Information on Duragesic (fentanyl transdermal patch): www.rxlist.com/cgi/generic/fentanyl.htm
Information on acetaminophen: www.nlm.nih.gov/medlineplus/druginfo/meds/a681004.html
Information on zolmitriptan (Zomig): www.zomig.com/index.aspx?ce5set
RJ, a 79-year-old man, underwent abdominal surgery for resection of his colon. His physician prescribed morphine 10 mg every 3 to 4 hours PRN after the surgery. RJ did not ask for “pain medication,” because he worried he might become addicted. A day after the surgery, his nurse noted that he was restless and grimaced whenever he moved in bed. He refused to breathe deeply or cough when instructed to do so. The nurse compared RJ's vital signs to his baseline findings and noted an increased pulse rate and a drop in systolic blood pressure of 6 mm Hg.
1. Should the nurse give morphine? Explain your answer.
2. What would your reaction be to RJ in regard to his restlessness, grimacing, and refusal to deep breathe and cough?

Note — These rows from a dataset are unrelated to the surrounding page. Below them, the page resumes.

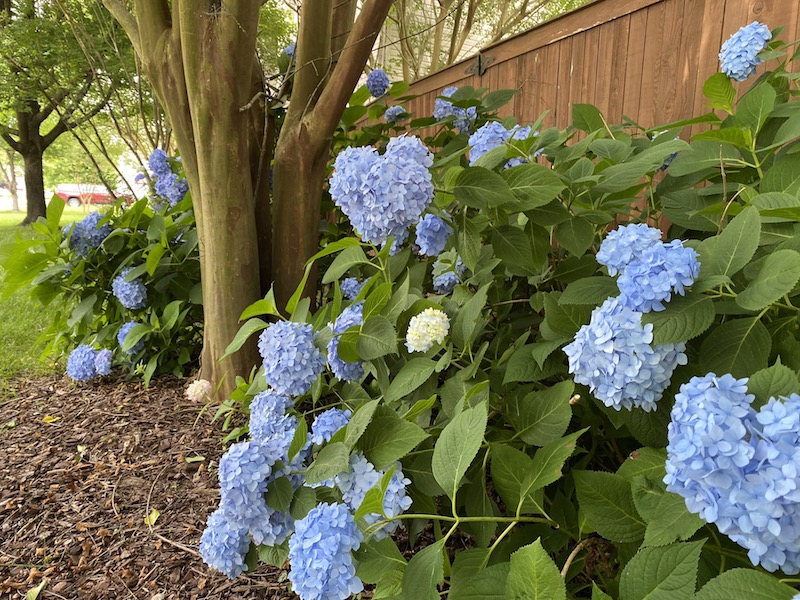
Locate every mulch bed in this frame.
[0,378,294,600]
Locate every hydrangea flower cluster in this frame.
[147,148,189,206]
[289,503,364,600]
[433,86,478,133]
[311,408,352,444]
[328,301,364,381]
[468,121,531,168]
[63,212,111,258]
[367,69,390,98]
[335,452,412,540]
[117,321,144,354]
[719,21,772,81]
[339,277,367,300]
[111,267,147,310]
[564,298,687,412]
[664,373,800,575]
[433,257,467,296]
[330,136,433,247]
[258,321,325,396]
[383,105,406,123]
[186,379,211,402]
[406,308,450,352]
[415,214,453,256]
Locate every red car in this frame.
[55,183,133,208]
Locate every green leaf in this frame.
[642,293,714,344]
[506,540,567,600]
[700,318,772,377]
[306,442,350,485]
[522,428,588,494]
[736,250,800,311]
[619,540,705,600]
[453,167,514,210]
[694,569,797,600]
[432,404,487,498]
[384,358,436,404]
[703,73,736,114]
[747,361,800,408]
[220,318,269,360]
[631,475,705,546]
[556,217,594,256]
[503,164,566,212]
[736,82,777,137]
[558,276,619,306]
[344,400,379,448]
[572,104,606,133]
[403,539,445,600]
[697,206,761,278]
[322,245,371,283]
[507,380,575,446]
[356,414,428,469]
[572,471,645,542]
[356,315,397,360]
[266,477,294,512]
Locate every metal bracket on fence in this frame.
[466,52,495,77]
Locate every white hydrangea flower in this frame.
[406,308,450,352]
[186,379,211,402]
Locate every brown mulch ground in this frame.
[0,378,290,600]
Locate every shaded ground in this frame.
[0,378,290,600]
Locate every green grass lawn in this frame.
[0,208,85,387]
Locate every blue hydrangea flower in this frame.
[219,441,275,529]
[67,344,97,381]
[383,104,406,123]
[564,298,687,412]
[433,86,478,133]
[328,301,364,381]
[289,503,364,600]
[719,21,772,81]
[335,452,411,539]
[330,136,433,246]
[200,510,250,579]
[367,69,389,98]
[433,257,467,296]
[340,277,367,300]
[111,267,147,310]
[311,408,352,444]
[117,321,144,354]
[415,214,453,256]
[94,349,113,377]
[258,321,325,396]
[595,223,661,277]
[617,240,700,312]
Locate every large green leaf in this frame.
[736,250,800,311]
[619,541,704,600]
[694,569,797,600]
[572,471,645,542]
[697,206,761,278]
[432,404,487,498]
[453,167,515,210]
[503,164,565,211]
[642,293,714,344]
[507,381,575,446]
[700,318,772,377]
[506,540,567,600]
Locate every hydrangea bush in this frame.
[3,150,202,382]
[208,23,800,600]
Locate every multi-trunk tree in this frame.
[103,0,392,393]
[0,0,119,224]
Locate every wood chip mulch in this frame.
[0,378,293,600]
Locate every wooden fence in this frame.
[406,0,800,127]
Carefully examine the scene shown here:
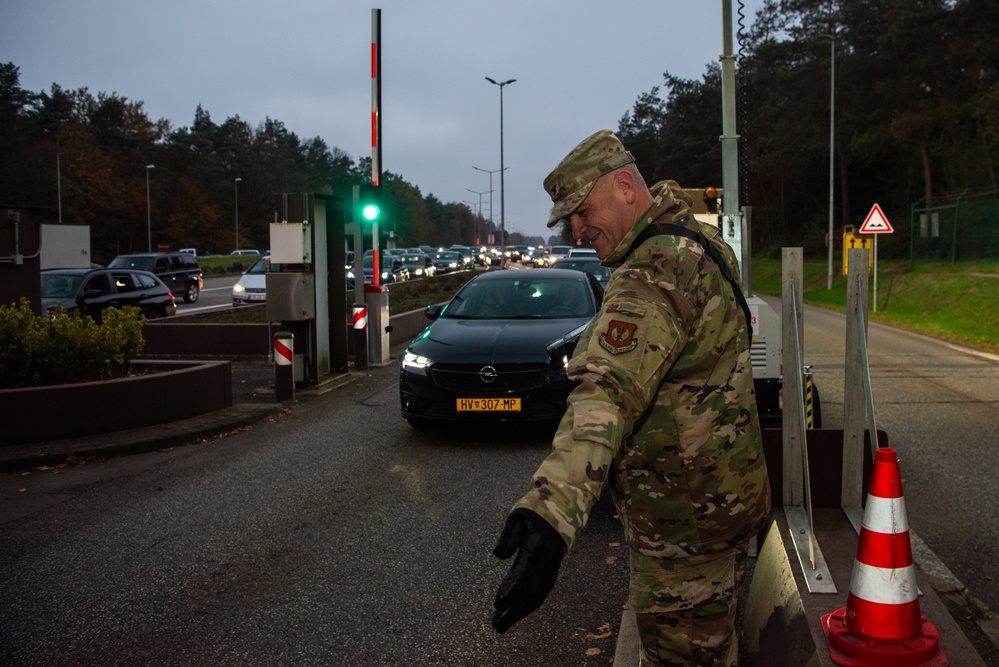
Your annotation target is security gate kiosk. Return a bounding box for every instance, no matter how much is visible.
[266,194,347,384]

3. What is the significance of the change in vital signs?
4. What classic side effects of opioid analgesics should the nurse assess?
5. What are some possible nonpharmacologic measures that might be helpful in alleviating RJ's pain?
The second postoperative day, RJ began asking for morphine every 3 hours. On the fifth day, the physician discontinued RJ's morphine and prescribed acetaminophen with codeine.
6. Why was the opioid analgesic order changed?
7. RJ does not want to ambulate. What is an appropriate nursing response?